Applicant Tracking Systems (ATS) are applications that analyze CVs. It is a fundamental IT tool for the Human Resources area since it is more efficient, saving time and money in companies that frequently select personnel.
98% of Fortune 500 companies screen candidate resumes through an applicant tracking system before a recruiter; therefore, the recruiter will make a selection based on the selection made (through algorithms) by the software. It is worth noting that more and more small and medium-sized companies are using the ATS. A Kelly OCG survey estimates that 66% of large companies and 35% of small organizations rely on recruiting software.
Large companies, or those hiring for multiple jobs, receive hundreds (and thousands) of resumes for any given job opening. Because it is becoming increasingly easier to apply for jobs online, many applicants are not qualified for the vacancies they apply for and do so to “see if they are lucky” or “to be considered for another vacancy”. The ATS can analyze these resumes, break them down and present the data they contain in a standardized format that is possible to review quickly.
If you are applying for a job vacancy in a large company, you are probably facing an ATS; if you do so by filling an online form, you are definitely through an ATS. Job sites like Indeed and LinkedIn have their own built-in ATS.
Now, how do ATS systems work? As mentioned, these software systems collect and store CVs in a database so recruiters can access them. In turn, recruiters can search and sort CVs in several ways, depending on the software used.
Some companies prefer to see each CV that applies for a specific vacancy. In this case, the recruiters give a quick look at the main aspects of each CV, for example, what is your current job, and the companies where you worked, among other data that you may consider of interest. In 6 seconds, they can determine if they want to get more information about the candidate.
A common way that recruiters filter CVs in an ATS is by searching for exclusive keywords. This search can contain several keywords or just one. An example would be: A multinational cleaning products company is looking for a traveling salesperson to cover a radius of 200 kilometers. Two hundred people applied for this job offer; thus, the company has 200 CVs. The recruiter will search for the keyword “Traveling Salesperson” where they will probably reduce that number to 50 CVs (or less). If candidates do not put that exact phrase, they will be excluded from this selection. Therefore, those applicants who can predict the correct CV keywords will have a better chance of being included in the selector’s search results. The best way to find out which skills and keywords to use is by analyzing the job description. The latest ATSs use artificial intelligence techniques that improve accuracy when filtering or ranking resumes.
ATS also helps manage the candidate selection process, allowing you to identify where each candidate is in the process. For example, if a candidate is scheduled for an interview or discarded because they dropped out of the process.

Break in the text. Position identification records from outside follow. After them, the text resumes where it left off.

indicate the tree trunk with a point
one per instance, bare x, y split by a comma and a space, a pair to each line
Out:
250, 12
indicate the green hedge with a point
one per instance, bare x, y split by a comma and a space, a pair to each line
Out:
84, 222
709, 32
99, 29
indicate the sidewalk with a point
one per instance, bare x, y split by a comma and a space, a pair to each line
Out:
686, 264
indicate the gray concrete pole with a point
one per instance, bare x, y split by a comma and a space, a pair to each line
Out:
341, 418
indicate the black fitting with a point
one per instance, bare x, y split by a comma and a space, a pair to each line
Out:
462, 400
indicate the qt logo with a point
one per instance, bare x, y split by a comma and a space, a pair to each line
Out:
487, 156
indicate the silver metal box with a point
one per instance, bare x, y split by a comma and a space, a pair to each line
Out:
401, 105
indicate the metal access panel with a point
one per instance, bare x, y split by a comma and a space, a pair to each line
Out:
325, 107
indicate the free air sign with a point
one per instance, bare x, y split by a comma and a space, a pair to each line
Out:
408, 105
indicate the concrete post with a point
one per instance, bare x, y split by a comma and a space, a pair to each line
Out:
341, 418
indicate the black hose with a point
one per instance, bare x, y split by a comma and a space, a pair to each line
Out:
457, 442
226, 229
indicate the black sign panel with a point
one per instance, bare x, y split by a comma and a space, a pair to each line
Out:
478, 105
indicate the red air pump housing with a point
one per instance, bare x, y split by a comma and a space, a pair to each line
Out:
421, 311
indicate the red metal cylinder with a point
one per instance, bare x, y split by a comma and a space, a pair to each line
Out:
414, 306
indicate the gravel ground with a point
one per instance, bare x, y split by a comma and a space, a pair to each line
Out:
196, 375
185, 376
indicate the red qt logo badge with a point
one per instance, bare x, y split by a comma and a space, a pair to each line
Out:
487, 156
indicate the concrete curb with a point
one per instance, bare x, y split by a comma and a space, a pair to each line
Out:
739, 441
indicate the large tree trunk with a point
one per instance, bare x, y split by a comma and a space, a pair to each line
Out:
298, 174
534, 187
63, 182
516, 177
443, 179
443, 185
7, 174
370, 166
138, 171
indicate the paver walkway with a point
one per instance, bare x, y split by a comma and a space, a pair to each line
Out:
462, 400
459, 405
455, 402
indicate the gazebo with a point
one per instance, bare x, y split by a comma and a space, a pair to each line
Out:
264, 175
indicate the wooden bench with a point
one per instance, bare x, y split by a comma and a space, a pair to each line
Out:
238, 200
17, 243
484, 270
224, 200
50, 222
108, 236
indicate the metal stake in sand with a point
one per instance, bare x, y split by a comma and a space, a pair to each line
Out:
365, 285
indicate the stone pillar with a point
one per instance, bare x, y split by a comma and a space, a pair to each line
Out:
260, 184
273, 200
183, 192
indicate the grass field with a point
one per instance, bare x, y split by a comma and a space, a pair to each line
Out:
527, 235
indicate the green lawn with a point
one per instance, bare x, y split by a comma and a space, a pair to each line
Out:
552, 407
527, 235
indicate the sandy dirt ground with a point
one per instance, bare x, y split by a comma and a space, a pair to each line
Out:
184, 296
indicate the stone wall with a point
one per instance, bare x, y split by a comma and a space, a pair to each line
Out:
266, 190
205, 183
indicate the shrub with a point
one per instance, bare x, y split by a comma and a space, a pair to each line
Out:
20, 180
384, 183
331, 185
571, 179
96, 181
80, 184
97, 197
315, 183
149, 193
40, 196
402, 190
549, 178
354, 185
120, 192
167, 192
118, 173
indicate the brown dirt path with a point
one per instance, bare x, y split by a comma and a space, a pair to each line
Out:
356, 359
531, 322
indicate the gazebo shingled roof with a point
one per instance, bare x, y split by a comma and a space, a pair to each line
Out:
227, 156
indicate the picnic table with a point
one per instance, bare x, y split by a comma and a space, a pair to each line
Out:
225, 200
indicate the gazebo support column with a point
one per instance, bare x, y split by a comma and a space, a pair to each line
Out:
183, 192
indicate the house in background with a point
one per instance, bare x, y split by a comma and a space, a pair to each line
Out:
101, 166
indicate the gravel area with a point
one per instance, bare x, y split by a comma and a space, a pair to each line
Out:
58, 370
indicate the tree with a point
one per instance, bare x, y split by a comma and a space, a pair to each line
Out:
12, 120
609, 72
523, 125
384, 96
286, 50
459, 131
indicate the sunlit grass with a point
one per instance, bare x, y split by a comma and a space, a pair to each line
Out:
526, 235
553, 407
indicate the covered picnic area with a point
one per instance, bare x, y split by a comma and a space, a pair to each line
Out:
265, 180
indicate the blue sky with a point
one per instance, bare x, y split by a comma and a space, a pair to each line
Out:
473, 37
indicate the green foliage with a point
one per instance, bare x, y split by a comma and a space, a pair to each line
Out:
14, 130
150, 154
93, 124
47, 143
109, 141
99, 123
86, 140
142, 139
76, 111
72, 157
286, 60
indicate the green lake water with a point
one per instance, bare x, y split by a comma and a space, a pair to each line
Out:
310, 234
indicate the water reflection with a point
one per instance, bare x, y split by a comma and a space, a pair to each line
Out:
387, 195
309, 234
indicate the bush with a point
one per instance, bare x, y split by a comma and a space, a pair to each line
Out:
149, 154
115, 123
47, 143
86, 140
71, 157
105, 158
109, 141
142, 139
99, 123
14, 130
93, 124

One of the reasons against ATS is that job selection processes should not depend on a procedure that resembles an SEO optimization targeting the candidate’s CV. The inflexibility of ATS is also often criticized because a synonym or change in the keyword structure can cause the exclusion of the CV.
There are numerous applicant tracking systems nowadays, each with particularities, strengths, and weaknesses.
Some tips for a CV to be selected by an ATS are:
- The CV should have a simple layout with simple headings, using a consistent work history format with its respective dates.
- As mentioned above, analyze the job vacancy, that is, what the company is requesting for that vacancy. In this way, include that or those keywords such as (in the case of our example) traveling salesman. That means each CV must base on the vacancy (even if they are similar to other vacancies).
- Avoid tables and graphs.
- Use a .docx or .pdf file format.
- Last but not least, some people trick the ATS algorithms by filling their CV with keywords. How do they do it? By writing the keywords on your CV in white or the same color as the page background, the keywords are invisible to the human eye. This trick can boost the positioning of your CV, but clearly, you will not be able to fool the recruiters. Recruiters evaluate the competencies and references of each candidate, besides being very skilled professionals in detecting lies.